Counting Towers DP Problem

Jul 22, 2024

Counting Towers DP Problem

Introduction

  • Problem: Construct towers of height n and width 2 using an unlimited supply of rectangular blocks.
  • Objective: Determine the number of different ways to construct such towers, with mirrored and rotated towers counted separately.
  • Series: Part of a dynamic programming (DP) series.

Problem Statement

  • Input: Height (n) of the tower and number of test cases (T).
  • Output: Number of ways to construct a tower of height n and width 2 for every test case.
  • Constraints: Include up to 10^6 operations, and up to 10^8 operations per second.

Approach Overview

  • Complexity Analysis: Consider constraints and ensure solution fits within acceptable time complexity limits (order of n or T * n).
  • Grids and Cells: Investigate different ways to fill a 2xn grid using blocks in a dynamic programming fashion.

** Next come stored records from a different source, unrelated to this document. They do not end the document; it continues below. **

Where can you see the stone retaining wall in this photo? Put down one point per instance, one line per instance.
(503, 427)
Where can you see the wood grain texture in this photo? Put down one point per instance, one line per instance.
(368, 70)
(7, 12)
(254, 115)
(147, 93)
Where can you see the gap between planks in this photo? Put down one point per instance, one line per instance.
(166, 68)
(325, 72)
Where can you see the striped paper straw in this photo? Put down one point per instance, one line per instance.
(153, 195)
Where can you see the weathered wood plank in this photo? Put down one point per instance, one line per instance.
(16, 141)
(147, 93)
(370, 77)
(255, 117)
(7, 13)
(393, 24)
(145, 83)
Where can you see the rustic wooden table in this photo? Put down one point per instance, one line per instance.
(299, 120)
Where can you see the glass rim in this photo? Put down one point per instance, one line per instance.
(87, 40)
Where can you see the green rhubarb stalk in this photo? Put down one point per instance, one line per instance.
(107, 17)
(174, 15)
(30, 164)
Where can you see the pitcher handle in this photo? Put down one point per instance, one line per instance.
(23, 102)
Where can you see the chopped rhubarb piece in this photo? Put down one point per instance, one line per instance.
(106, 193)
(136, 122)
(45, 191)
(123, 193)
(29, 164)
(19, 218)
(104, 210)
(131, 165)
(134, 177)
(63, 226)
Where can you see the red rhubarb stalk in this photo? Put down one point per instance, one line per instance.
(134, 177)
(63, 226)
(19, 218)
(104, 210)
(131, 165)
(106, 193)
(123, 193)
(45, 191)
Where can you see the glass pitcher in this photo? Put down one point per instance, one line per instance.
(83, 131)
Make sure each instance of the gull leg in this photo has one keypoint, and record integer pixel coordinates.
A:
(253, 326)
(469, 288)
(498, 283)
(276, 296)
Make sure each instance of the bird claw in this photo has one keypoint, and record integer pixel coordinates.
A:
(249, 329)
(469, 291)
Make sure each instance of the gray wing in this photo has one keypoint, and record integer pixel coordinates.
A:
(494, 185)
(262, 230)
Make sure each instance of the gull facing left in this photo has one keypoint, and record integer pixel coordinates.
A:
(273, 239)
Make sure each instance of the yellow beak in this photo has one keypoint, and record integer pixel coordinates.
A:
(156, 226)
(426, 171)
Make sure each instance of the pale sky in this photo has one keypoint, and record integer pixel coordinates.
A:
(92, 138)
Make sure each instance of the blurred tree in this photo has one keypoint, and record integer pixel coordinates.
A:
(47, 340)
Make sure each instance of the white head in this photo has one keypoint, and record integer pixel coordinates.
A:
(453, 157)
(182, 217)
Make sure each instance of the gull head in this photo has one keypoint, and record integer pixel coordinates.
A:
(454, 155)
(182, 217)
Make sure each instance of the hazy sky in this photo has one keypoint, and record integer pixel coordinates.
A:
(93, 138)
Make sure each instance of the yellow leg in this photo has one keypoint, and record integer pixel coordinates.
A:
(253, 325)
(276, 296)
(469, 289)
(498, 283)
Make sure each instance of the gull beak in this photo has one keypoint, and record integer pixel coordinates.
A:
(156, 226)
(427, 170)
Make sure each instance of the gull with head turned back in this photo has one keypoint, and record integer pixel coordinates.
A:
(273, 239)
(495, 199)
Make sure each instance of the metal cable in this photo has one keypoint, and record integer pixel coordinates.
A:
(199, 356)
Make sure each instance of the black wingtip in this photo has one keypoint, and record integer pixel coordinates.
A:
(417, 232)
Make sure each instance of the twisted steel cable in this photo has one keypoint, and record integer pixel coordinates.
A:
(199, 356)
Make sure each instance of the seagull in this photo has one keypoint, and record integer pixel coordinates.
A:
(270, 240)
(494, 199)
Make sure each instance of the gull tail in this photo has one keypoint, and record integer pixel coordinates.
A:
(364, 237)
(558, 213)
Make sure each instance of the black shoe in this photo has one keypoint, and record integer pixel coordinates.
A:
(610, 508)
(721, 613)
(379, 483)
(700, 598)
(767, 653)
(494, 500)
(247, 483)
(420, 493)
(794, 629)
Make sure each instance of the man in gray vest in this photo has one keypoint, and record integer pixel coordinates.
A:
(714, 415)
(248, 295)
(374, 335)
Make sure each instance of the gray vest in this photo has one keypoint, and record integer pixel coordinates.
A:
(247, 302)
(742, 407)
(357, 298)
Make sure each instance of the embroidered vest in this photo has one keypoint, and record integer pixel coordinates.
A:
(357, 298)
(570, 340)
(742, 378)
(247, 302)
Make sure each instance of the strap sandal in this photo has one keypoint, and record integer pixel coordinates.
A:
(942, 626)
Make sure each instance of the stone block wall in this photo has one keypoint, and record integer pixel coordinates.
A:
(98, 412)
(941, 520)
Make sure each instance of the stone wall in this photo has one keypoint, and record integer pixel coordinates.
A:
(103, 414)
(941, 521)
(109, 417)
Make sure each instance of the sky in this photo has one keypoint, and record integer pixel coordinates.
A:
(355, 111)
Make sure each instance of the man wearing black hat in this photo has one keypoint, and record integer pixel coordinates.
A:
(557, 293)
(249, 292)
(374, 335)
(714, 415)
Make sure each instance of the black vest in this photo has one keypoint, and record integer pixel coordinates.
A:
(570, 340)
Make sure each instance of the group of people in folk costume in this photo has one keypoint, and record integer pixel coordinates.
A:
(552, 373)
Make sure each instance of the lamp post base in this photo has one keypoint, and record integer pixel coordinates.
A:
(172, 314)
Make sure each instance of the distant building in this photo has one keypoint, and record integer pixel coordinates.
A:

Observations and Grid Analysis

  • Filling Grids: Examine possible configurations for filling the grid, identifying constraints at specific cells:
    • Single cell: Occupied by vertical or horizontal blocks.
    • Mirrored Configurations: Must be treated separately.
  • Base Cases: Identify potential base cases where the completions of rows lead to further decisions.

Dynamic Programming States

State Definitions

  • DP States: Define DP[i, 0] and DP[i, 1]:
    • DP[i, 0]: Ways to fill from starting at row i to top with a horizontal block extending.
    • DP[i, 1]: Ways to fill with two vertical blocks extending.

Transition Cases

  1. For DP[i, 0] (horizontal extending):
    • Case 1: Close current horizontal block and start a new one.
    • Case 2: Close current block and start two vertical blocks.
    • Case 3: Extend current horizontal block.
  2. For DP[i, 1] (vertical extending):
    • Case 1: Close left, extend right.
    • Case 2: Close right, extend left.
    • Case 3: Extend both.
    • Case 4: Close both and start two vertical blocks.
    • Case 5: Close both and start a horizontal block.

Transition Equations

  • DP[i, 0] = DP[i+1, 0] + DP[i+1, 1]
  • DP[i, 1] = 2 * DP[i+1, 0] + 4 * DP[i+1, 1]
  • Base Cases: DP[n,0] = 1, DP[n,1] = 1

Final Computation

  • Aggregate results from the base cases to compute the final state for given n in time complexity O(n), for each test case.

Implementation Insights

  • Pre-computation: Compute results for all possible n up to 10^6 in advance, allowing O(1) query per test case.
  • DP Table Initialization: Implement a global DP table to avoid redundant memory allocation across test cases.

Code

T = int(input())
NS = 1000001
MOD = 1000000007
DP = [[0 for _ in range(2)] for _ in range(NS)] 
DP[NS-1][0] = DP[NS-1][1] = 1 
for i in range(NS-2, -1, -1):
    DP[i][0] = (DP[i+1][0] + DP[i+1][1]) % MOD
    DP[i][1] = (2 * DP[i+1][0] + 4 * DP[i+1][1]) % MOD
for _ in range(T):
    n = int(input())
    result = (DP[1][0] + DP[1][1]) % MOD
    print(result)

Homework

  • Optimize: Further optimize to move from T * n to T + n through pre-computation and smarter DP state definitions.

Conclusion

  • Encourage revisiting and re-watching the lecture for detailed understanding and mastery of the problem-solving approach for this complex DP problem.